The line for brisket shifts, and she’s pressed shoulder to shoulder with him now, her bare arm warm against his, the scent of coconut sunscreen and smoked paprika curling into his nose, sharp and sweet. She catches him staring at the sauce on her jaw, lifts one dark eyebrow, and he fumbles in his front pocket for a crumpled napkin, his hands clumsy for no good reason. When he holds it out, her fingers brush his, a little static jolt that makes him jump, and she snorts, wiping the sauce off her face with a grin. “Saw you scribbling in that little notebook all game,” she says, nodding at the bulge in his back pocket. “You gonna make that kid’s dream come true, or break his heart?”
His first instinct is to give the safe, polite answer, the one that doesn’t rock any boats, the one he gives every curious parent and local coach. Instead, he says, “He’s got a 92 mph fastball that could make it to AAA in three years, but he chokes so bad when there’s runners on second he might as well be throwing underhand.” She laughs so hard she snorts again, and a group of older ladies at the next table over glance their way, disapproving. He spots her ex across the fairgrounds, leaning against the beer tent pole, glowering right at them, and his chest tightens, old people-pleaser alarm bells going off in his head. He should make an excuse, leave, avoid the drama. He doesn’t.
They get their orders of brisket, piled high with pickles and coleslaw, and she jabs her thumb at a rickety picnic table tucked under a giant oak tree at the edge of the grounds, far from the loudest crowds. “My friends bailed on me,” she says, no preamble, no apology. “You wanna sit?” He nods before he can overthink it, ignoring the sharp look her ex shoots him as they walk past the beer tent. The grass under the table is soft, still cool from the shade, and when they sit, her knee presses against his, warm through the denim of both their jeans, and he doesn’t shift away.

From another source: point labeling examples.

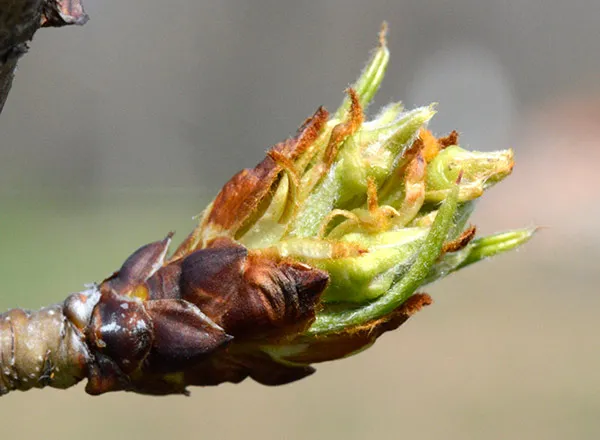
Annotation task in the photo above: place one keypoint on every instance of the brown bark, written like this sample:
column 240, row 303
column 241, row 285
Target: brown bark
column 19, row 20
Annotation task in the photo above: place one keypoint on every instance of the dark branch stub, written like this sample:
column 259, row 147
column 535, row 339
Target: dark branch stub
column 19, row 20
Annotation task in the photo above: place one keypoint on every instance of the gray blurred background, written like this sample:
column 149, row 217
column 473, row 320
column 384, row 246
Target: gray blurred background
column 122, row 130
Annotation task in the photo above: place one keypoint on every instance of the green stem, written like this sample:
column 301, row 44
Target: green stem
column 330, row 322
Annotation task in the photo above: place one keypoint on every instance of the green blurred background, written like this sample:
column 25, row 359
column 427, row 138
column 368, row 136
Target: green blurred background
column 117, row 132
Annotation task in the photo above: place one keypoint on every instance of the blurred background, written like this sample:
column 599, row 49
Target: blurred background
column 117, row 132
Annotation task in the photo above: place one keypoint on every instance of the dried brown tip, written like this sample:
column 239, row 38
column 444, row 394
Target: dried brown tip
column 341, row 131
column 450, row 139
column 461, row 242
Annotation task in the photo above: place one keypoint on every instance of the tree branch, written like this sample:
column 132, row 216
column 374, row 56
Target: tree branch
column 19, row 20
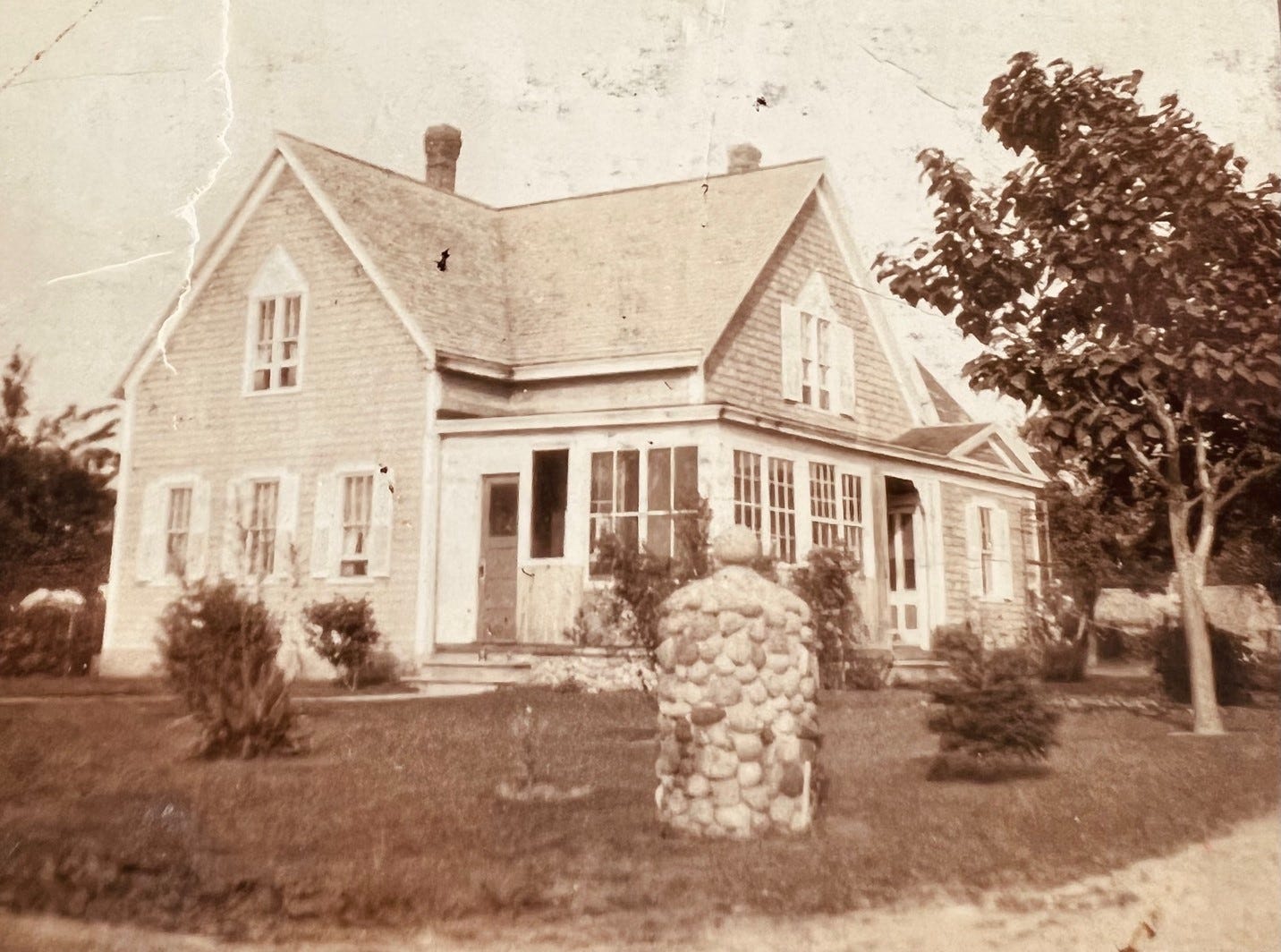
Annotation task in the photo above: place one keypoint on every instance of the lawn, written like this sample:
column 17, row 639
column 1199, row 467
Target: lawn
column 392, row 818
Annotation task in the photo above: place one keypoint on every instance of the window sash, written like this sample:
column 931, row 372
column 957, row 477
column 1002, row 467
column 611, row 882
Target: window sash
column 277, row 344
column 260, row 532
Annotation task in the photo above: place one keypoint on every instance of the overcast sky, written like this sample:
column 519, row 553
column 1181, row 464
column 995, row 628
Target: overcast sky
column 106, row 136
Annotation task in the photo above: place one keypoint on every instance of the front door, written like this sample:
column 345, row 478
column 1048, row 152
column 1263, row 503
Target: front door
column 496, row 620
column 906, row 617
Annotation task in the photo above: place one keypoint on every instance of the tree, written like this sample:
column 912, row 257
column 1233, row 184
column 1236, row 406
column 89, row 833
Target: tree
column 1126, row 282
column 55, row 496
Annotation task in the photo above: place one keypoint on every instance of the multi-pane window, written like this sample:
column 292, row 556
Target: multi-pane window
column 177, row 532
column 645, row 500
column 277, row 328
column 783, row 513
column 615, row 506
column 747, row 489
column 816, row 373
column 358, row 495
column 264, row 497
column 672, row 501
column 987, row 551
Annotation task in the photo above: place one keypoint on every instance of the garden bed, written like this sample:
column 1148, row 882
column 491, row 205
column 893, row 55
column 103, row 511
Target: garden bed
column 392, row 819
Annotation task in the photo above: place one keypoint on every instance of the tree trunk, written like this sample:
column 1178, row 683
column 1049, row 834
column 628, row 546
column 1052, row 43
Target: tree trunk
column 1200, row 665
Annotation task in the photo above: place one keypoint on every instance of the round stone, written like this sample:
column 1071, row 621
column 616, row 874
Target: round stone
column 737, row 546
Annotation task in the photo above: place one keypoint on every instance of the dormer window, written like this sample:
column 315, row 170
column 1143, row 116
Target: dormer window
column 818, row 352
column 277, row 305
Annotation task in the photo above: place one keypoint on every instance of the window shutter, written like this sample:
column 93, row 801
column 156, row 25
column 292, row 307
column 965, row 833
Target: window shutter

He tells her about the time he scouted a 19-year-old kid in the Dominican who gave him a live chicken as a thank you for getting him a tryout, how he had to keep the bird in his hotel bathroom for three days before he found a local family to take it. She leans in when he talks, elbows on the table, her eyes locked on his, no looking away, no playing games. When he finishes laughing at the memory of the chicken pooping on his favorite baseball cap, she reaches across the table, her thumb brushing the stubble on his cheek as she wipes a fleck of brisket rub off his skin, her touch lingering for half a second longer than it should. “You’re not like the other scouts that roll through here,” she says, soft, like she’s sharing a secret. “Most of them are stuck-up assholes who think they’re too good to talk to anyone who doesn’t have a major league contract.”